Rossi's customers are engineering firms that I will assure you will not
part with 1 dollar unless the E-Cat plant meets their min agreed conditions.
Spin this any way you try but your time here claiming scam / fraud is
over. Rossi's payment conditions and his selected customer base has seen
to that.
AG
On 11/12/2011 12:25 PM, Mary Yugo wrote:
On Fri, Nov 11, 2011 at 5:06 PM, Aussie Guy E-Cat
<aussieguy.e...@gmail.com <mailto:aussieguy.e...@gmail.com>> wrote:
Nice to see the web site is registered to Rossi but what the heck
does the validity of the E-Cat have to do with the software that
was used to create the web site or who the web site was created by
or who it is administered by?
I agree, very little. But it's unlikely that a prosperous and
sophisticated company would do it that way, that's all.
I suggest the sales and payment conditions has just totally taken
the wind out of the sails of all the scam / fraud group.

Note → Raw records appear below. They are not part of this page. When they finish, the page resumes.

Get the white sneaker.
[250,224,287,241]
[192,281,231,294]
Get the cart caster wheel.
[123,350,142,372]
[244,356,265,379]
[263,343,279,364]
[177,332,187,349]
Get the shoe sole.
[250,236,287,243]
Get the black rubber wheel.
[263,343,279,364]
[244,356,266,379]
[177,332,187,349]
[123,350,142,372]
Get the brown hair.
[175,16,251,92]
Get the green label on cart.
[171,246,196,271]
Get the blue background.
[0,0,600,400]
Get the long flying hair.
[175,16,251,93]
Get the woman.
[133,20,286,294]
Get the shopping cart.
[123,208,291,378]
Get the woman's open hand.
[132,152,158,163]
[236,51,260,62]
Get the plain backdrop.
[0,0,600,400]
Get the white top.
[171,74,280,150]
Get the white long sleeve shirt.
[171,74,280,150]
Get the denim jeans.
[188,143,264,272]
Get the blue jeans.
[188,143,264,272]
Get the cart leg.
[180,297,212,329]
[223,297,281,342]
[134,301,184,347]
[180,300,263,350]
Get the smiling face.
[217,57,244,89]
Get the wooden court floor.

Oh, Gee! Not at all. A common form of scam is to take money
somewhere near the start from secret investors who sign an NDA so they
can't talk or write on public forums. The NDA is usually extremely
broad in scope and if someone hints at breaking it, all sorts of
threats of law suits begin.
Meanwhile, the perpetrators buy an ad or two or do a web page or other
introduction, have news releases and press conferences, and announce a
new company that promises all sorts of wonders. They usually have
some sort of photo op and maybe a carefully contrived demonstration
that believers can sop up but which really proves nothing. The next
step is to announce that a lot of the proceeds will go to charity.
Blogs sprout up praising the device and fantasizing what will happen
in the future when it is widely adopted. Skeptics are scorned and
insulted and eventually banned from enthusiast sites. Then, the
scammer says they won't be taking investment money now. Maybe in the
future they'll go public but they're doing this "on their own". The
secret investors aren't mentioned and they can't say a peep due to
their NDA. They also don't want to jeopardize success and future
profits. Some are simply too embarrassed to speak.

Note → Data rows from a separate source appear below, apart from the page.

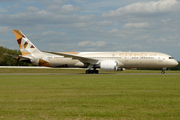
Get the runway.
[0,73,180,76]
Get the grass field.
[0,69,180,120]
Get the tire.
[86,70,90,74]
[94,70,99,74]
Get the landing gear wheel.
[91,70,94,74]
[86,70,90,74]
[161,71,165,74]
[94,70,99,74]
[86,70,99,74]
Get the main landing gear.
[86,70,99,74]
[161,68,166,74]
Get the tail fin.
[13,30,41,56]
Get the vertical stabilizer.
[13,30,41,56]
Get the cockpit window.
[169,57,174,59]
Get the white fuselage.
[41,52,178,68]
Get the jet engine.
[100,61,118,71]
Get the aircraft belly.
[124,60,167,68]
[49,59,84,68]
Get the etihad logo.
[119,53,157,57]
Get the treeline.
[0,46,32,66]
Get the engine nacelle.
[30,58,39,65]
[100,61,118,71]
[116,68,125,71]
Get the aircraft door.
[158,56,163,62]
[124,56,129,62]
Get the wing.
[42,51,99,64]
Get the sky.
[0,0,180,61]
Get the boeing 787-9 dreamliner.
[6,30,178,74]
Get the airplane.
[6,30,178,74]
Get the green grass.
[0,68,180,73]
[0,74,180,120]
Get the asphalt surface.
[0,73,180,75]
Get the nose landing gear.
[86,70,99,74]
[161,68,166,74]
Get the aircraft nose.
[175,60,179,66]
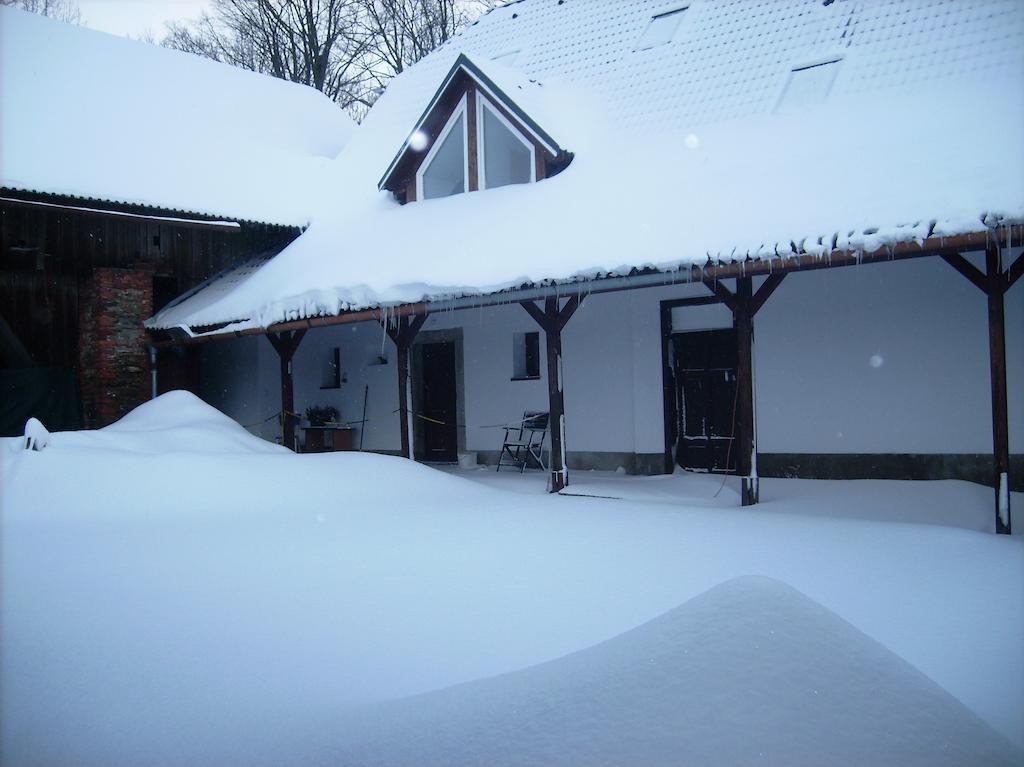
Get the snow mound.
[50,391,290,453]
[333,577,1022,767]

Customers are announced but somehow they're never produced. Test are
declined if they're too definitive. Hey, they'd reveal too many trade
secrets. Patents? "Sometimes it's no, sometimes it's yes, it just
couldn't matter less" (from Gigi, 1958, IMDB).

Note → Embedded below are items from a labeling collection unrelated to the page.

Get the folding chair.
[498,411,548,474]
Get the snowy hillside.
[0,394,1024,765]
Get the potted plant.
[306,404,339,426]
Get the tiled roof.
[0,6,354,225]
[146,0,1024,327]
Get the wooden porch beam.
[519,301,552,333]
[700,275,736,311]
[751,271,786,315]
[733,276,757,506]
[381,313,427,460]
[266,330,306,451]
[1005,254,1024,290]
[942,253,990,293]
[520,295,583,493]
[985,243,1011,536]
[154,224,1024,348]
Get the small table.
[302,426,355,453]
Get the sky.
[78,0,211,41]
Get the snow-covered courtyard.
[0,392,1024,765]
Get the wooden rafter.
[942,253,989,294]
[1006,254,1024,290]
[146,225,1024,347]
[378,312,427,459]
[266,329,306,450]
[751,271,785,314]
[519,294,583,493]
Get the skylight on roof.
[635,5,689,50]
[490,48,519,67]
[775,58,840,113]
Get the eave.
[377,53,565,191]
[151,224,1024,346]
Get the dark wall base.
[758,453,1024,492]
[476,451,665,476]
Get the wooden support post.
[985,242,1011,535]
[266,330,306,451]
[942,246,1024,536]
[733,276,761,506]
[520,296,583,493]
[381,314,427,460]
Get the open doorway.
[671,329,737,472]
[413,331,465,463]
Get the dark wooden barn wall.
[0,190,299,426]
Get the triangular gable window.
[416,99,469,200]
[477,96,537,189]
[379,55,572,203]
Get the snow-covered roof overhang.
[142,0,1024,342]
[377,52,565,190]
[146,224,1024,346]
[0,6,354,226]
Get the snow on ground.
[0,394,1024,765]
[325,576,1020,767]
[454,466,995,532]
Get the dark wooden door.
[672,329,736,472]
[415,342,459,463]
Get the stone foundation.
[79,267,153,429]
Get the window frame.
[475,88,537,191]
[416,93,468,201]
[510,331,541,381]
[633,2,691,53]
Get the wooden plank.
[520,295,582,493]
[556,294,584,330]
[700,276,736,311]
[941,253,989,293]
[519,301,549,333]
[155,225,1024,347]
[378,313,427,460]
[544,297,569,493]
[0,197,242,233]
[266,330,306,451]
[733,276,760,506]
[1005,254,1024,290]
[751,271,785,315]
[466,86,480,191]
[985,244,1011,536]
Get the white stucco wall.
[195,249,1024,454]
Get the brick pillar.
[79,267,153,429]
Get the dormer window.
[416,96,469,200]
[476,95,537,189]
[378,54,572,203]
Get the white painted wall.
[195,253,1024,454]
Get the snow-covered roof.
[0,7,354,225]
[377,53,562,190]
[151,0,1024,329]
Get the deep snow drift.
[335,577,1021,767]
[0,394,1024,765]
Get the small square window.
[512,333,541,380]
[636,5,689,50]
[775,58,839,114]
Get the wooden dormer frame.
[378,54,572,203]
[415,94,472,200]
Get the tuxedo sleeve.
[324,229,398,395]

Along the way, more secret investors may be picked up. The investment
amount can get really large -- Steorn so far has been $21 million
Euros. The money is spent or squirreled away. It can go on for years
with no product, no proper testing and no customers who can verify
that the product is real.
That's the quick version. Is that what Rossi is? In my mind, he fits
the script but he's more daring about demos than most --but who
knows? The more time goes by between the customer announcement and
some credible souls vouching for a bona fide sale and of course a
proper test -- the longer it takes, the more likely it's a scam. Nine
months and counting now.
You think people are too sophisticated to give money to scammers? You
must read different news articles than I do.